Jonas Montani, Sprecher des Bundesamts für Gesundheit, bestätigt dies auf Anfrage der Republik: «Mit Ende der Gültigkeits­dauer von Art. 6a Covid-19-Gesetz per Ende 2022 entfällt die notwendige gesetzliche Grundlage für den Betrieb des Zertifikats­systems, entsprechend muss der Betrieb des Systems beendet werden.» Sollte die Pandemie noch vor dem Jahr 2023 zu Ende sein, käme der Grundsatz der Verhältnis­mässigkeit zum Zug. «Dieser Grundsatz verlangt», sagt Montani, «dass eine staatliche Tätigkeit vorbehältlich anders­lautender expliziter Vorgaben eingestellt werden muss, wenn sie nicht mehr geeignet oder nicht mehr erforderlich ist, um das verfolgte Ziel zu erreichen.»

Es gibt also ein Ablaufdatum für die Zertifikats­infrastruktur, das abgeleitet wird aus staats­politischen Grundsätzen und einer Fussnote. Dennoch: Eine explizite Nennung der Deaktivierung der Infrastruktur analog zur Swiss-Covid-App hätte wohl einen Teil der Bedenken besser ausräumen können.

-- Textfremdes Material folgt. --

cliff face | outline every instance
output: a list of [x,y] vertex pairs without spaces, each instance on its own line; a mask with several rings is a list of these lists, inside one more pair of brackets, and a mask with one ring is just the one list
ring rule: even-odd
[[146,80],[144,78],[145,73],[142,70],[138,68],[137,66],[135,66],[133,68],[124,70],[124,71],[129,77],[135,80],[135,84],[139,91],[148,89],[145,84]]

Es gibt aktuell viele berechtigte und brisante Datenschutz­bedenken in einer durch­digitalisierten Gesellschaft – sei es die kommerzialisierte Daten­wirtschaft, die Überwachung durch Geheimdienste und Strafverfolgungs­behörden oder eine drohende flächendeckende automatische Gesichts­erkennung im öffentlichen Raum.

Die Gefahr, die von der Infrastruktur für das Covid-Zertifikat ausgeht, ist im Vergleich dazu verschwindend klein.

Hinweis: Wir haben in der ersten Version dieses Beitrags mögliche missverständliche Stellen nachträglich präzisiert.